Hz. LÛT (a.s.)
Kur'an-ı Kerim'de geçen peygamberlerden biri Lût (a.s) ile birlikte Hz.
İbrahim'in kardeşi Hârân'ın oğludur. Lût (a.s), İbrahim (a.s) ile birlikte
Hârrân'dan Filistin'e göç etti. Burada kıtlık baş gösterince Lût ve İbrahim (a.s.) beraberce Mısır'a
gittiler. Bir süre sonra Mısır kralının verdiği mal ve sürüleri yanlarına alarak birlikte tekrar Filistin'e döndüler.

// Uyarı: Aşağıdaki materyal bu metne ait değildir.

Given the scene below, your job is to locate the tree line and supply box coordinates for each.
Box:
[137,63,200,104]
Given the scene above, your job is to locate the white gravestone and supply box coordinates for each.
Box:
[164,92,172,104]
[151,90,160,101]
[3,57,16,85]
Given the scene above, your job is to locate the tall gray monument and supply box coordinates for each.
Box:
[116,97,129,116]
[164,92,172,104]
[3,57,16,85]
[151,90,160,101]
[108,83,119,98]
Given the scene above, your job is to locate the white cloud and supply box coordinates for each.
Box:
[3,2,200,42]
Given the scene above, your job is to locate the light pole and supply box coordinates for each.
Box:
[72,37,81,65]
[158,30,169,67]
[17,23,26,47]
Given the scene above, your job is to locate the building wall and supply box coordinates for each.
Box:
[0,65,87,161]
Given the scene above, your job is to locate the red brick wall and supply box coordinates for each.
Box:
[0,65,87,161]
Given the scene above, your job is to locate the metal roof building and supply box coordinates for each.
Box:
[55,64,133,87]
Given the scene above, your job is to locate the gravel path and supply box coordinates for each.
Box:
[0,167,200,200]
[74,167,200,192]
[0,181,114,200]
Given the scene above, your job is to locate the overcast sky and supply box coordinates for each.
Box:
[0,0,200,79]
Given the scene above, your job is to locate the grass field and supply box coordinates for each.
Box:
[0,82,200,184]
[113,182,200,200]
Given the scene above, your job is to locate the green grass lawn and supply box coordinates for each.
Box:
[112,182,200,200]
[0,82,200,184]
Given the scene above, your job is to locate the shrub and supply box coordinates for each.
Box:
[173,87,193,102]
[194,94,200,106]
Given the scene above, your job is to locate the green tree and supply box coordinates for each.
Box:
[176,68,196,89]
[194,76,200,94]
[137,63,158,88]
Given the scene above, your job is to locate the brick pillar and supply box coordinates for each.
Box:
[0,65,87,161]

Zamanla yerleştikleri bölge, sürülerini almaz oldu. Hz. Lût bunun üzerine, amcası
İbrahim (a.s.)'ın bölgesinden ayrılıp Sedom şehrine yerleşti. Daha sonra bu şehre
peygamber olarak gönderildi. Sedomlular bozuk ahlaklı, kötü niyet insanlar idi. Yol keserler, yolcuların elinde
avucunda ne varsa alırlardı.
Sedom halkı dünyada daha önce kimsenin yapmadığı sapık işleri, ahlaksızlıkları yapıyor, eşcinsel davranışlarda bulunuyor, azgınlıkta birbirleriyle yarış ediyorlardı. Hz. Lût, kavmini doğru yola davet ettiyse de aldırmadılar. Yaptıkları kötü işleri devam ettirdiler. Karısı da ona
inanmayanlardandı.
Hz. Lût, "alemlerden hiç kimsenin sizden önce yapmadığı hayasızlığı mı yapıyorsunuz? Siz kadınları bırakıp şehvetle erkeklere yaklaşıyorsunuz, doğrusu çok aşırı
giden bir milletsiniz" (el-A'raf, 7/80-81); "evet, siz cahil bir milletsiniz"

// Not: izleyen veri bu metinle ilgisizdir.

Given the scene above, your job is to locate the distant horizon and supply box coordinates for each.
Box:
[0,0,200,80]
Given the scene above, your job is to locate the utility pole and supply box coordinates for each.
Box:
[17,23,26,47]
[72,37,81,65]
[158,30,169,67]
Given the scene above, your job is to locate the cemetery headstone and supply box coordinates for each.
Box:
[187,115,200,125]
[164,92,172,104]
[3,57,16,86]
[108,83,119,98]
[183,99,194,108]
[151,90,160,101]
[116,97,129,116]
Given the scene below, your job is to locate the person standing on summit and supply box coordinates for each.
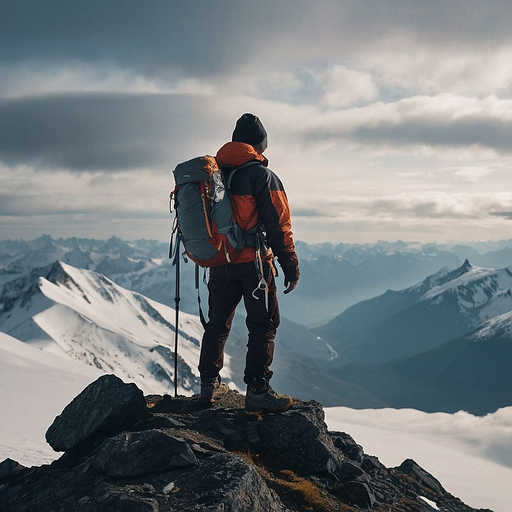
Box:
[199,114,299,412]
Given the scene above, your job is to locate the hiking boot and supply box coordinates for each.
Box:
[199,377,229,407]
[245,386,293,412]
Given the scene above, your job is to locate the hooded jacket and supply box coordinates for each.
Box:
[215,142,299,281]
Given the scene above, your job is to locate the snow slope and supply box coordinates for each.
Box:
[0,332,103,466]
[2,262,238,394]
[325,407,512,512]
[0,333,512,512]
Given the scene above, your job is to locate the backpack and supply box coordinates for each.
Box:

(en-Neml, 27/55); "yol kesiyor ve toplantılarınızda fena şeyler yapmıyor musunuz?" (el-Ankebût, 29/29) diyerek onları doğru yola davet etti, içinde
bulundukları delalet ve cehaletten kurtarmağa çalıştı.

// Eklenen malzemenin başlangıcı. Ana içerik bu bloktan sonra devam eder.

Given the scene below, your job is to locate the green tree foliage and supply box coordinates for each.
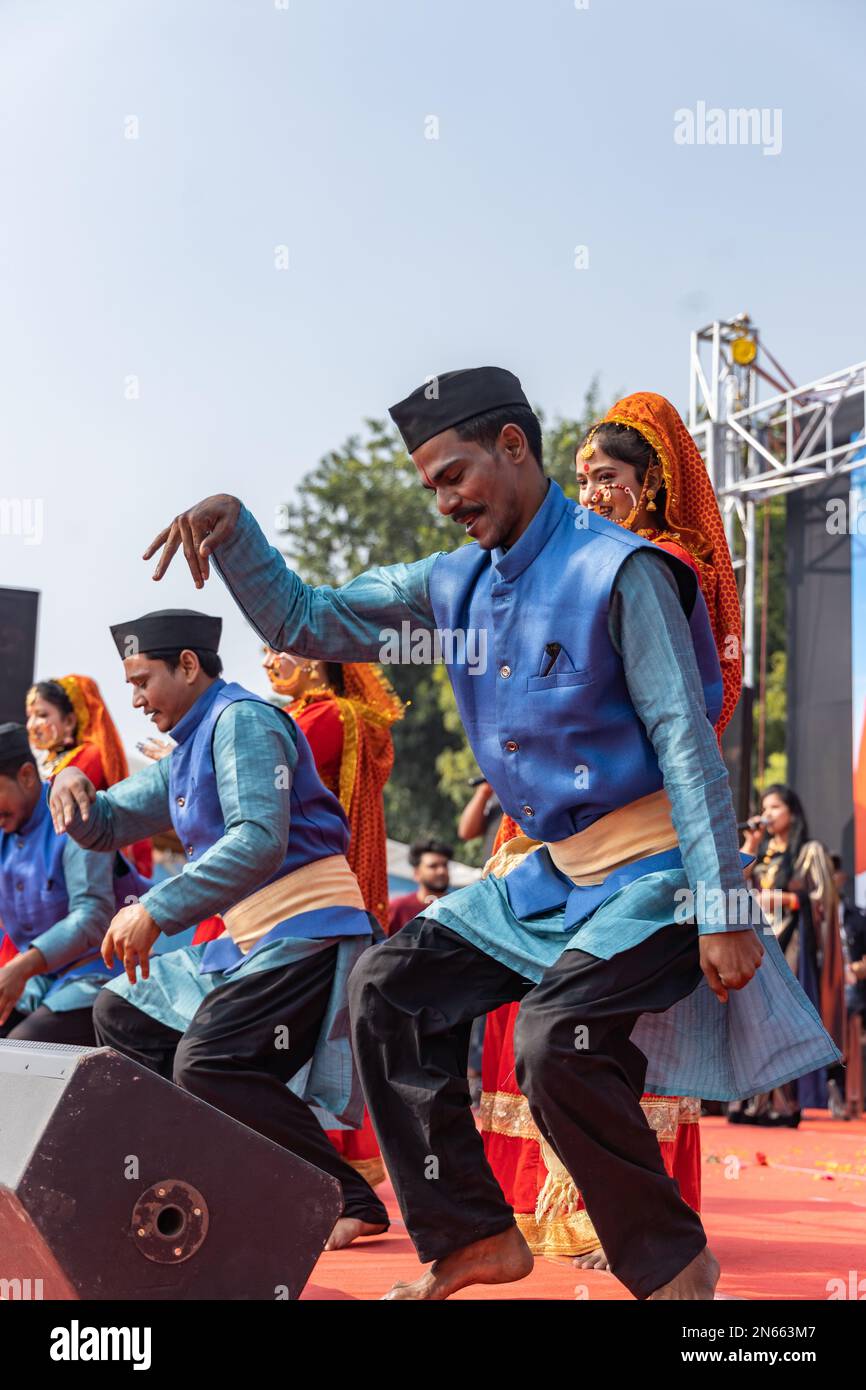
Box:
[281,381,602,860]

Hz. Lût'un yaptığı ikazlara aldırmayan Lût kavmi de peygamberi yalanladı. Kardeşleri Lût onlara; "Allah'a karşı
gelmekten sakınmaz mısınız? Doğrusu ben size gönderilmiş güvenilir bir elçiyim. Artık Allah'tan
sakının ve bana itaat edin. Buna karşı sizden bir ücret istemiyorum; benim ecrim ancak alemlerin rabbine aittir.
Rabbinizin sizin için yarattığı eşleri bırakıp da, insanlar arasında, erkeklere mi yaklaşıyorsunuz? Doğrusu siz azmış bir milletsiniz" dedi (eş-Suara, 26/160-166). Bunun üzerine kavmi de ona cevaben. "Ey Lut! Bu sözlerinden vazgeçmezsen, mutlaka
kovulacaksın" (eş-Suara, 26/167). "Doğru sözlü isen bize Allah'ın azabını getir" (el-Anke-büt, 29/29) diyerek Hz. Lut ve kendisine inananlarla alay ettiler ve şehirden çıkarmak istediler (el-A'raf,
7/82). Lût Peygamber, kavminin azgınlıklarına karşı Allah'tan yardım istedi. "Rabb'im şu bozguncu kavme karşı "bana yardım et" (el-Ankebut, 29/30); "Rabb'im, beni ve
ailemi bunların yaptıklarından kurtar" (eş-Şuara, 25/169) diye dua etti.
Bunun üzerine Allahü Teala, Hz. Lût'un öğütlerine ve davetine uymayan kavmini yok etmek üzere "elçiler" (melekler) görevlendirdi. Melekler, önce Hz.
İbrahim (a.s)'a uğradılar ve orada Hz. Lût'un kavmini cezalandırmak üzere
geldiklerini söylediler. "Biz şüphesiz suçlu bir millete gönderildik. Lût'un
ailesi (Hz. Lût'a inananlar) bunun dışındadır. Karısı hariç hepsini kurtaracağız.
Karısının geride kalanlardan olmasını gerekli bulduk" (el-Hicr, 15/58-60). "Biz bu kasaba halkını yok edeceğiz, çünkü oranın halkı zalim
kimselerdir. İbrahim: "Ama Lût oradadır" dedi. Elçiler (melekler): "Biz orada olanları
daha iyi biliriz, onu ve geride kalanlardan olacak karısı dışında ailesini kurtaracağız" dediler" (el-Ankebût, 29/31 -32).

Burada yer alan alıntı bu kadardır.